- Average home price likely to rise 4.1% across Canada in 2016
- Increase in values would be smallest since '12, brokerage says
Price gains for residential real estate are likely to slow this year across Canada as economic turmoil abroad and low oil prices at home give some buyers pause, according to brokerage Royal LePage.
The average Canadian home price probably will rise 4.1 percent in 2016, Royal LePage, the country’s largest real estate firm, said in a report released Wednesday. That’s down from a 6.5 percent growth pace last year, and would be the smallest increase since 2012, according to the firm.
Canada is being buffeted by the continued low price of oil and the deceleration of the economy in China, Canada’s second-largest trading partner, according to Royal LePage. Mortgage rule changes probably will have little impact on people’s ability to buy because the cost of borrowing is so low and demand for housing remains high in Vancouver and Toronto, the country’s two priciest real estate markets, the brokerage said.

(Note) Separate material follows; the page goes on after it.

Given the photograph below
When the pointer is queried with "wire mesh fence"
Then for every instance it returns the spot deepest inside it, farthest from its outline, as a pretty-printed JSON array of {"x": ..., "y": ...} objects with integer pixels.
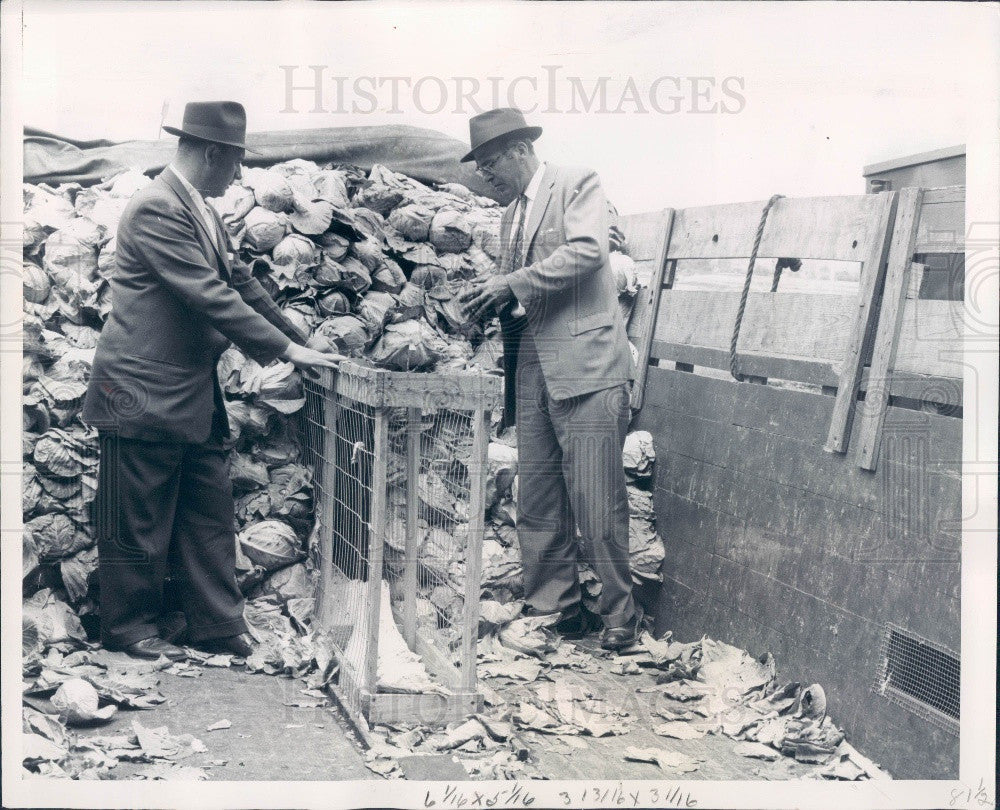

“It doesn’t have as positive a feel as the start of 2015,” Phil Soper, chief executive officer of the brokerage, a unit of Brookfield Real Estate Services Inc., said in an interview. “When we started 2015, we were dealing with the oil shock, but most of us believed it was a short-term hiccup in global commodity markets and not a long-term trend. The challenges the Chinese economy has faced and the other geopolitical problems around the world all point to a more somber mood for Canada.”
The largest increase in home prices is likely to be in Vancouver, with a 9 percent jump forecast for 2016, followed by Toronto, at 5.5 percent, Royal LePage said. Price gains in all other major cities will probably be no more than 2.5 percent, with a decline of 3 percent forecast in Calgary and a 2 percent drop expected in Edmonton, according to the firm.